The claims the economists are talking about come from Friedman’s analysis of the Sanders economic program. The good news is that this isn’t the campaign’s official assessment; the bad news is that the Friedman analysis has been highly praised by campaign officials.
And the analysis is really something. The Republican candidates have been widely and rightly mocked for their escalating claims that they can achieve incredible economic growth, starting with Jeb Bush’s promise to double growth to 4 percent and heading up from there. But Friedman outdoes the GOP by claiming that the Sanders plan would produce 5.3 percent growth a year over the next decade.
Even more telling, I’d argue, is Friedman’s jobs projection, which has the employed share of American adults soaring all the way back to what it was in 2000. That may sound possible – until you remember that by 2026 more than a quarter of U.S. adults over 20 will be 65 and older, compared with 17 percent in 2000.
Sorry, but there’s just no way to justify this stuff. For wonks like me, it is, frankly, horrifying.
Still, these are numbers on a program that Sanders, even if he made it to the White House, would have little chance of enacting. So do they matter?
Unfortunately, the answer is yes, for several reasons.
One is that, as the economists warn, fuzzy math from the left would make it impossible to effectively criticize conservative voodoo.

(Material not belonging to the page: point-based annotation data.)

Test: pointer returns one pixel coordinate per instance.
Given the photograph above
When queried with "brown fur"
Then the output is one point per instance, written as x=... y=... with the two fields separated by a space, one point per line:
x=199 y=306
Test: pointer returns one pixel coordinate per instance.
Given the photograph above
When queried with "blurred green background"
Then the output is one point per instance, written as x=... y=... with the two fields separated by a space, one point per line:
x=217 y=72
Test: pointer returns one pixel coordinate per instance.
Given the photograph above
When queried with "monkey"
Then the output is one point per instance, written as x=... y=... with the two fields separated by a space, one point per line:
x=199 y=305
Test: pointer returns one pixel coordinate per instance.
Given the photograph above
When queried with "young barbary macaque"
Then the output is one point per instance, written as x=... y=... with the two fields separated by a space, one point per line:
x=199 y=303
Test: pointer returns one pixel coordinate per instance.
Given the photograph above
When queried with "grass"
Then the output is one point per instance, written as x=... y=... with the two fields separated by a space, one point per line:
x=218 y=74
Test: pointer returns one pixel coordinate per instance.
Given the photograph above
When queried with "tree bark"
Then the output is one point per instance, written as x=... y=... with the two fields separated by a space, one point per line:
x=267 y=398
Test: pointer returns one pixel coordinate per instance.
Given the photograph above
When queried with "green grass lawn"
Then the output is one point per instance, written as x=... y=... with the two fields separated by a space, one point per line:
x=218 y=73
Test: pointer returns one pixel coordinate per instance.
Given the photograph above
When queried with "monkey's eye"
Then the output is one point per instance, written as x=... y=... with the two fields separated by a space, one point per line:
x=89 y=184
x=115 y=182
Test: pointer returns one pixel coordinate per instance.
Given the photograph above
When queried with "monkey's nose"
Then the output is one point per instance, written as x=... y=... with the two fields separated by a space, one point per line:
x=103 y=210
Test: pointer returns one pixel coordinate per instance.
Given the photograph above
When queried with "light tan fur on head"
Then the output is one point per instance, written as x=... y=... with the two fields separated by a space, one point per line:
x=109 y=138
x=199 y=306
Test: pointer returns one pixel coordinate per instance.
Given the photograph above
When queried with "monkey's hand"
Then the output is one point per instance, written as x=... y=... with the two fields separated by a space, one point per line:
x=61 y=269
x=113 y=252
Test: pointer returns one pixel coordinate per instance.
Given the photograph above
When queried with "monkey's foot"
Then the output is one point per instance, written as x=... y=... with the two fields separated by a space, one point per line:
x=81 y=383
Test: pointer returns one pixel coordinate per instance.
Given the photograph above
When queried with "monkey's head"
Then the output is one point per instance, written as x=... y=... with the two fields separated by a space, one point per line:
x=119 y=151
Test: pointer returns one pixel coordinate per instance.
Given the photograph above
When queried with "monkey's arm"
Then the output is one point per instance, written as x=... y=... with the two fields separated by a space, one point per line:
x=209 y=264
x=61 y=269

Beyond that, this controversy is an indication of a campaign, and perhaps a candidate, not ready for prime time. These claims for the Sanders program aren’t just implausible, they’re embarrassing to anyone remotely familiar with economic history (which says that raising long-run growth is very hard) and changing demography. They should have set alarm bells ringing, but obviously didn’t.
And there’s an even larger issue here: Good ideas don’t have to be sold with fairy dust.

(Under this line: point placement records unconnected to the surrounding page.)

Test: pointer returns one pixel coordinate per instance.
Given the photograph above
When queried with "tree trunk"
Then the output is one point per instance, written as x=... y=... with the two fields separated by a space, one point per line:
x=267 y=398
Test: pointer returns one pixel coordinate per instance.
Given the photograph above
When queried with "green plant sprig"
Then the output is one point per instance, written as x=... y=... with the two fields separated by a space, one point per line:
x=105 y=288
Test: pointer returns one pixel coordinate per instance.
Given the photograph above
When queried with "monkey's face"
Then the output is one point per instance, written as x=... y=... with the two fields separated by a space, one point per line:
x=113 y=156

Sanders is calling for a large expansion of the U.S. social safety net, which is something I would like to see, too. But the problem with such a move is that it would probably create many losers as well as winners – a substantial number of Americans, mainly in the upper middle class, who would end up paying more in additional taxes than they would gain in enhanced benefits.

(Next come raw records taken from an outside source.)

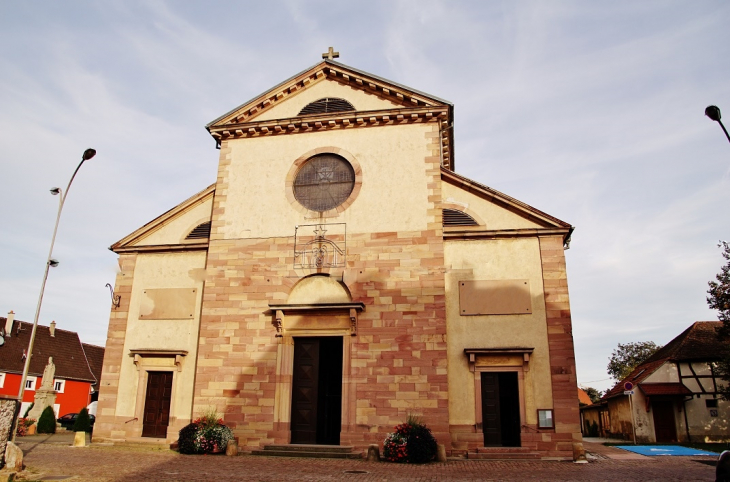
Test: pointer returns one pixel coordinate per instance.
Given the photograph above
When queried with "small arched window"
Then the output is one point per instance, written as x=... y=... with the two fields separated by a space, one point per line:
x=454 y=217
x=201 y=231
x=327 y=105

By endorsing outlandish economic claims, the Sanders campaign is basically signaling that it doesn’t believe its program can be sold on the merits, that it has to invoke a growth miracle to minimize the downsides of its vision. It is, in effect, confirming its critics’ worst suspicions.
What happens now? In the past, the Sanders campaign has responded to critiques by impugning the motives of the critics. But the authors of the critical letter that came out Wednesday aren’t just important economists, they’re important figures in the progressive movement.
For example, Alan Krueger is one of the founders of modern research on minimum wages, which shows that moderate increases in the minimum don’t cause major job loss. Christina Romer was a strong advocate for stimulus during her time in the White House, and a major figure in the pushback against austerity in the years that followed.
The point is that if you dismiss the likes of Krueger or Romer as Hillary shills or compromised members of the “establishment,” you’re excommunicating most of the policy experts who should be your allies.
So Sanders really needs to crack down on his campaign’s instinct to lash out. More than that, he needs to dissociate himself from voodoo of the left – not just because of the political risks, but because getting real is or ought to be a core progressive value.